China is not planning any large-scale stimulus measures to smooth out short-term fluctuations in growth according to the deputy finance minister who explained the government’s view is that the country’s basic economic situation has not changed.
Zhu Guangyao’s comments came after official April data showed across-the-board weakness in activity including output, investment and consumption.
Of particular concern to some analysts and investors is the housing market.
Revenues from property sales fell 7.8 percent in the first four of months of the year compared with the same period last year, the latest data showed.
China’s central bank has reportedly just asked commercial banks to speed up approval of home loans and to set mortgage rates at reasonable levels.
But at the National Statistics Bureau they are not too concerned. Spokesman Pan Jiancheng said: “Looking at the average figures over the past two years, property investment volume is still quite large, and there remains a steady increase.”

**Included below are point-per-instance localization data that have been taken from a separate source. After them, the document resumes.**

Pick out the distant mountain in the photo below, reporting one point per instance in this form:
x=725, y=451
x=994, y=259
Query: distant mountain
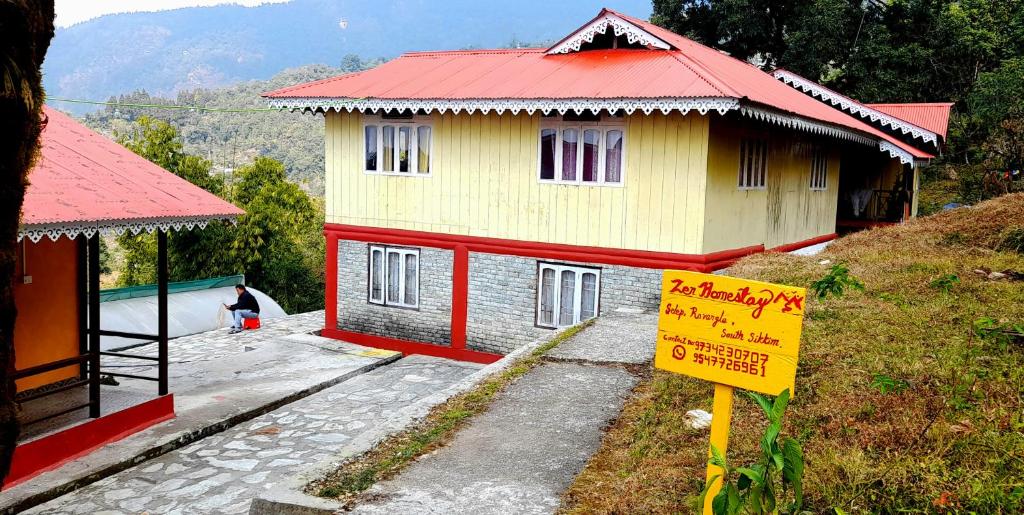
x=202, y=47
x=230, y=138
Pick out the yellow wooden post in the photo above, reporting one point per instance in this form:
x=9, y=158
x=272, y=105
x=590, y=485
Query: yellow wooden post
x=721, y=417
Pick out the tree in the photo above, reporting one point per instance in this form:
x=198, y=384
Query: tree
x=771, y=33
x=276, y=245
x=26, y=31
x=279, y=242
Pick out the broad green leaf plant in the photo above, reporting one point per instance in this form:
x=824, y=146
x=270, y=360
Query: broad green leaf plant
x=762, y=486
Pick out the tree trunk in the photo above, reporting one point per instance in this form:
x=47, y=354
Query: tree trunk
x=26, y=31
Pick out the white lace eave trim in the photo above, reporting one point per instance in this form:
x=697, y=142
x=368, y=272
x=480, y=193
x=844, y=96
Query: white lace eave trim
x=528, y=105
x=600, y=26
x=897, y=153
x=35, y=232
x=856, y=108
x=800, y=123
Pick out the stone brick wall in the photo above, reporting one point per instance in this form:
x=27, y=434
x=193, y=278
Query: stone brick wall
x=502, y=310
x=430, y=323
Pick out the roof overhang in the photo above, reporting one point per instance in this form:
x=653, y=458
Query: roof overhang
x=513, y=105
x=600, y=25
x=854, y=108
x=581, y=105
x=88, y=228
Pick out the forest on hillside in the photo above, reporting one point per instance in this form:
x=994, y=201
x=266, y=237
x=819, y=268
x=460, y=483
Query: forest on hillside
x=970, y=52
x=230, y=138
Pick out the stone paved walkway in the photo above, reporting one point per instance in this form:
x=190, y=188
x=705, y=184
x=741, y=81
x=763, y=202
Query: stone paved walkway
x=525, y=451
x=223, y=472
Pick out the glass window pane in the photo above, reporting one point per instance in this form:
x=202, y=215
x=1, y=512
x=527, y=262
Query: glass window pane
x=387, y=134
x=742, y=163
x=613, y=157
x=591, y=155
x=423, y=149
x=393, y=276
x=371, y=142
x=588, y=301
x=570, y=148
x=377, y=274
x=566, y=301
x=404, y=136
x=547, y=297
x=548, y=140
x=411, y=287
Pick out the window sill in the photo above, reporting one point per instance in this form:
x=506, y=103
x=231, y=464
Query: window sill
x=395, y=306
x=397, y=174
x=581, y=183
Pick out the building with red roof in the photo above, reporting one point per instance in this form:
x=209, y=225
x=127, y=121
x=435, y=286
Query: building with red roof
x=81, y=186
x=476, y=199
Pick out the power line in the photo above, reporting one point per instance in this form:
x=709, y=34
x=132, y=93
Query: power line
x=166, y=106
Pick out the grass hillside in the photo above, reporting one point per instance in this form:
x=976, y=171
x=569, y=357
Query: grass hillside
x=908, y=394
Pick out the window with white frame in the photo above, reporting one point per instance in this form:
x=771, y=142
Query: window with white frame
x=396, y=146
x=753, y=164
x=566, y=295
x=582, y=153
x=819, y=169
x=394, y=276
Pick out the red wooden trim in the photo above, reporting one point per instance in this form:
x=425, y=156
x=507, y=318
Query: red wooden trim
x=460, y=297
x=643, y=259
x=331, y=286
x=806, y=243
x=409, y=347
x=51, y=452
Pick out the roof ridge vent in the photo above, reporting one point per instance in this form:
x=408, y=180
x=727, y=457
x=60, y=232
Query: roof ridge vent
x=608, y=30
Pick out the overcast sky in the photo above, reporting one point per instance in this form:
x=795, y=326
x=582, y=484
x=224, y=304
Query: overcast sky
x=73, y=11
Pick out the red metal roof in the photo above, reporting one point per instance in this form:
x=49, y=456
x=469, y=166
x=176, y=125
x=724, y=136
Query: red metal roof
x=934, y=116
x=687, y=71
x=81, y=176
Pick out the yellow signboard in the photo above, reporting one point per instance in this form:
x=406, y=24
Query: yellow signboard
x=730, y=331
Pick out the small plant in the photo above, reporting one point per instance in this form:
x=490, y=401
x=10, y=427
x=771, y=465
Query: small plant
x=1012, y=240
x=952, y=240
x=836, y=283
x=886, y=384
x=945, y=283
x=756, y=489
x=998, y=333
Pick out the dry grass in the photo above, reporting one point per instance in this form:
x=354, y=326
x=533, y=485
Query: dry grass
x=950, y=440
x=433, y=432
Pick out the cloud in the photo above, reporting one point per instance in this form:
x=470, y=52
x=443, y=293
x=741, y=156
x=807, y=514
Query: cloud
x=74, y=11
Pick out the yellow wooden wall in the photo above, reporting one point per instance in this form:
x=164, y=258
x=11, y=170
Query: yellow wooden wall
x=786, y=210
x=484, y=182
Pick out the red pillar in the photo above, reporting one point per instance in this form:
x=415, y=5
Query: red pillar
x=331, y=288
x=460, y=297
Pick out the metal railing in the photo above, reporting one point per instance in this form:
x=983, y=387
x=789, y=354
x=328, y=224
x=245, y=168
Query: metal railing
x=88, y=358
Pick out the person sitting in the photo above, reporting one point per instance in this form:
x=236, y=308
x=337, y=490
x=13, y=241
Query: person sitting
x=246, y=307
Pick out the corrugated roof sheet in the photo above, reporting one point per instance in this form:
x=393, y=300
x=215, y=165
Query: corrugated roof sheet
x=82, y=176
x=689, y=71
x=931, y=116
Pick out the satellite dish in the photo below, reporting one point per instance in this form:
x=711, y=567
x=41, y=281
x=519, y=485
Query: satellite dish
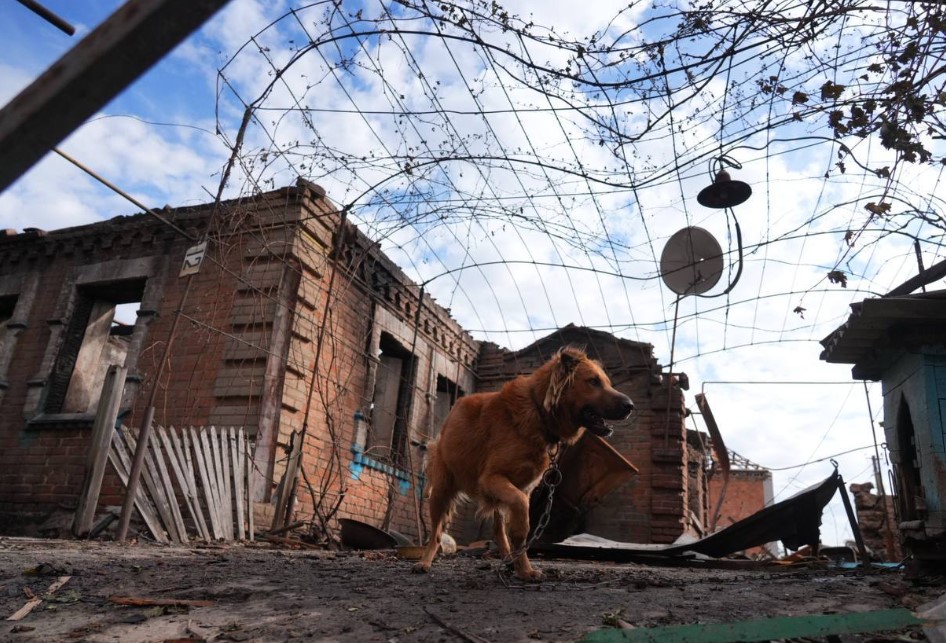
x=691, y=262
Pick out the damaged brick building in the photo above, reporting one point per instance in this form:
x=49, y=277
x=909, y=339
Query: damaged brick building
x=299, y=329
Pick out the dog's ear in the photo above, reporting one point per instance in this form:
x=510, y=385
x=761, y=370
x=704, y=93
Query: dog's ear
x=563, y=373
x=569, y=358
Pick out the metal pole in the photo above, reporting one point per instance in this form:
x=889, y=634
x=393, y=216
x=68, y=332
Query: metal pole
x=135, y=474
x=48, y=16
x=855, y=528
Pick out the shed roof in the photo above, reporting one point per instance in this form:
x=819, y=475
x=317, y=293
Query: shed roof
x=877, y=327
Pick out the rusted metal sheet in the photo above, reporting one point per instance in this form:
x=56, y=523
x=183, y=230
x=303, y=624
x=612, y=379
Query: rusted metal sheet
x=591, y=469
x=767, y=629
x=91, y=74
x=795, y=521
x=722, y=454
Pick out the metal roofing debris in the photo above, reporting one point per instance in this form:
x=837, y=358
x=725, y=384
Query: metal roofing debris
x=768, y=629
x=795, y=521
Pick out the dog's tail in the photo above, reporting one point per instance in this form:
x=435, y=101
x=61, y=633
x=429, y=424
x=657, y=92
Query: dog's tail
x=433, y=469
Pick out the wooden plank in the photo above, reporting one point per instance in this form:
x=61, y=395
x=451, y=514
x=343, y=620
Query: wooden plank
x=161, y=440
x=36, y=600
x=775, y=628
x=168, y=486
x=225, y=471
x=239, y=497
x=141, y=601
x=249, y=488
x=121, y=461
x=106, y=414
x=153, y=488
x=226, y=522
x=189, y=484
x=199, y=440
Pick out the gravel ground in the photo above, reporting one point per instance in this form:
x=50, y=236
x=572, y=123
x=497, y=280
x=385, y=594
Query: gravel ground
x=258, y=592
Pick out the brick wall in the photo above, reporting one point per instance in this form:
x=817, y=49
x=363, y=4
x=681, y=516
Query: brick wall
x=278, y=333
x=747, y=492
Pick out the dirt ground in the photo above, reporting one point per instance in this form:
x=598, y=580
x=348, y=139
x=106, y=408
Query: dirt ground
x=258, y=592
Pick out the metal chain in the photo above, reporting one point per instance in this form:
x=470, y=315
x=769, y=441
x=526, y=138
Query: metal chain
x=551, y=479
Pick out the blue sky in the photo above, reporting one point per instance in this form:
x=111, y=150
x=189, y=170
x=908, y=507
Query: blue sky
x=157, y=141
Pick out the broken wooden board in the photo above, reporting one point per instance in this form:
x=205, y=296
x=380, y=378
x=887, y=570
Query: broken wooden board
x=768, y=629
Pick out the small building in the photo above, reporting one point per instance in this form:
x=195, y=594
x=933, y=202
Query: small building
x=297, y=328
x=900, y=340
x=746, y=490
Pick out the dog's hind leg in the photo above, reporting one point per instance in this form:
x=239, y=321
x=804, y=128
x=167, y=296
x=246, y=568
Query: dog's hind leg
x=441, y=500
x=499, y=534
x=499, y=489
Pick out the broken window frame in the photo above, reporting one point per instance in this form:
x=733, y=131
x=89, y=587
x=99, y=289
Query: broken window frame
x=394, y=389
x=21, y=290
x=84, y=348
x=81, y=280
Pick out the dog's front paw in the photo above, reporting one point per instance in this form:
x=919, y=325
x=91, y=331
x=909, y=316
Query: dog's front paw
x=531, y=575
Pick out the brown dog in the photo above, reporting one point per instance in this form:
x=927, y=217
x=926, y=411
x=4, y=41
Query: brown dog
x=494, y=447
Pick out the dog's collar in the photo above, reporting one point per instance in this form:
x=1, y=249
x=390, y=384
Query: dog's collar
x=546, y=420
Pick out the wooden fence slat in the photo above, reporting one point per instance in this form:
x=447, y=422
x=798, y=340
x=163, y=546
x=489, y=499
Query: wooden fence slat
x=121, y=460
x=249, y=489
x=199, y=438
x=188, y=484
x=225, y=467
x=225, y=521
x=162, y=456
x=238, y=500
x=155, y=489
x=192, y=475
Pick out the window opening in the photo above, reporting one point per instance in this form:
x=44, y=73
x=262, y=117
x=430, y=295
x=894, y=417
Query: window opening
x=447, y=395
x=96, y=336
x=908, y=470
x=391, y=400
x=7, y=305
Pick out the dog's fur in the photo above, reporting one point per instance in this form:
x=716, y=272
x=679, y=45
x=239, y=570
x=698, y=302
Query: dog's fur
x=494, y=446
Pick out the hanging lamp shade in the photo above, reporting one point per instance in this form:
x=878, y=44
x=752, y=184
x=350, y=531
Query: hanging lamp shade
x=724, y=192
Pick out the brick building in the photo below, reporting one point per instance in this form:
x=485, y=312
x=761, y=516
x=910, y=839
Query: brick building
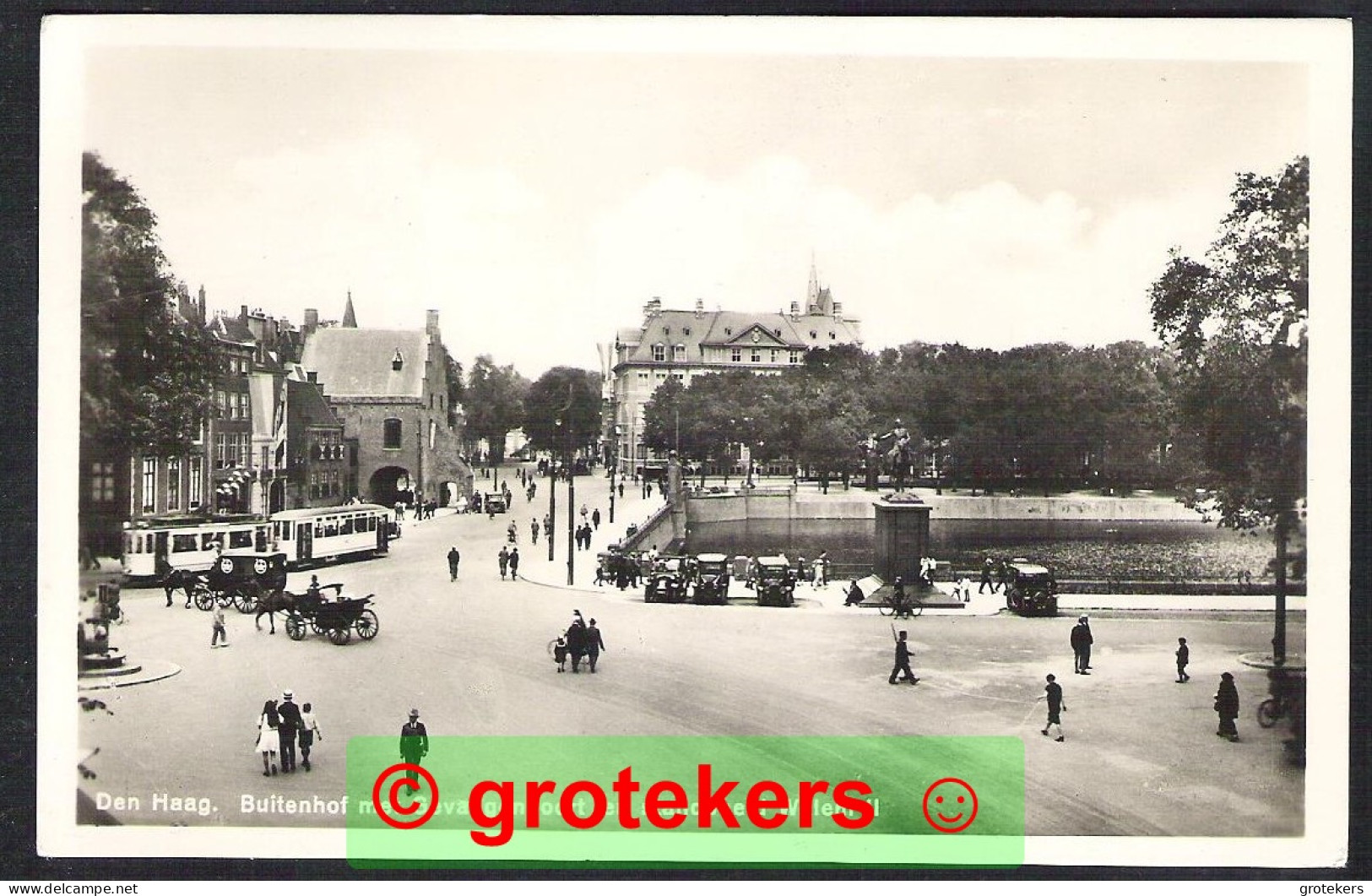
x=388, y=388
x=685, y=344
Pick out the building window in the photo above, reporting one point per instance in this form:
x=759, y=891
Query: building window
x=149, y=483
x=173, y=483
x=102, y=481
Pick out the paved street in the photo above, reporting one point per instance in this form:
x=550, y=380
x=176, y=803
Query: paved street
x=1141, y=757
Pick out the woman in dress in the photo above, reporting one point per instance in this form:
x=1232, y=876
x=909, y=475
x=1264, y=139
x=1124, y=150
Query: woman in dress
x=268, y=738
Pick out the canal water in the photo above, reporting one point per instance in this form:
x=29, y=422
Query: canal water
x=1076, y=549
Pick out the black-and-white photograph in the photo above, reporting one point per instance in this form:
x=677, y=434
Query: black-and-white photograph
x=680, y=377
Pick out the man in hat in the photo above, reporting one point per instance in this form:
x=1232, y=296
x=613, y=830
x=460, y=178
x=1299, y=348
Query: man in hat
x=1055, y=709
x=1082, y=643
x=287, y=729
x=413, y=740
x=902, y=661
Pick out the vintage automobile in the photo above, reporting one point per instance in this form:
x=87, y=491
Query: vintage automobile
x=711, y=579
x=667, y=581
x=774, y=581
x=1031, y=589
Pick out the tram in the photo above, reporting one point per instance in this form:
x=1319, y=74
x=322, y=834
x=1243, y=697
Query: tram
x=190, y=544
x=318, y=534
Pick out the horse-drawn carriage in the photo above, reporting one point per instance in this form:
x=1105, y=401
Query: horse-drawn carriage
x=338, y=619
x=236, y=579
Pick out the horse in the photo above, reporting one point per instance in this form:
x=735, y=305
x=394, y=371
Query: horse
x=184, y=581
x=899, y=461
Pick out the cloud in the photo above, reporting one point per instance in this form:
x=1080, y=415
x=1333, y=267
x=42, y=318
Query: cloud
x=985, y=267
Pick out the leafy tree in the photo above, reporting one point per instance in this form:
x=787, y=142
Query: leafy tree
x=550, y=421
x=494, y=402
x=146, y=373
x=1236, y=322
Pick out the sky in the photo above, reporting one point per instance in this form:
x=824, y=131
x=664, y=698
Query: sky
x=538, y=193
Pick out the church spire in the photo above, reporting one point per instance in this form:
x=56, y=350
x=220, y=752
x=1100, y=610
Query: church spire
x=349, y=314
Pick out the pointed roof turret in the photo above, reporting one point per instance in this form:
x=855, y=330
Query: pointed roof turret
x=349, y=314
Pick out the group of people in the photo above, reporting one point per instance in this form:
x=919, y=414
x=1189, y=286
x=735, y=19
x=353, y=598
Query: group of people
x=579, y=641
x=281, y=726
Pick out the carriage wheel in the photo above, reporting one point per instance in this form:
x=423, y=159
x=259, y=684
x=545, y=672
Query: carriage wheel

Weakness in the property market has implications for China’s financial system.
The shadow banking sector has lent vast amounts to developers and a significant slowing could spell trouble.
Housing also directly affects about 40 other industries in China and is considered a crucial pillar of the economy.
Chinese top leaders have flagged on many occasions that they would be more tolerant of slower economic growth while they push ahead with structural reform to pursue a more sustainable growth model.
In the latest indication of Beijing’s determination to push reforms, Chinese President Xi Jinping had said last week the country must adapt to a “new norm” of economic growth and keep “cool-minded” amid a slowing economy.
He also pledged to continue to coordinate the efforts of stabilising growth, promoting reforms, adjusting structure, improving people’s livelihood and preventing risks so as to ensure sound economic growth and social stability.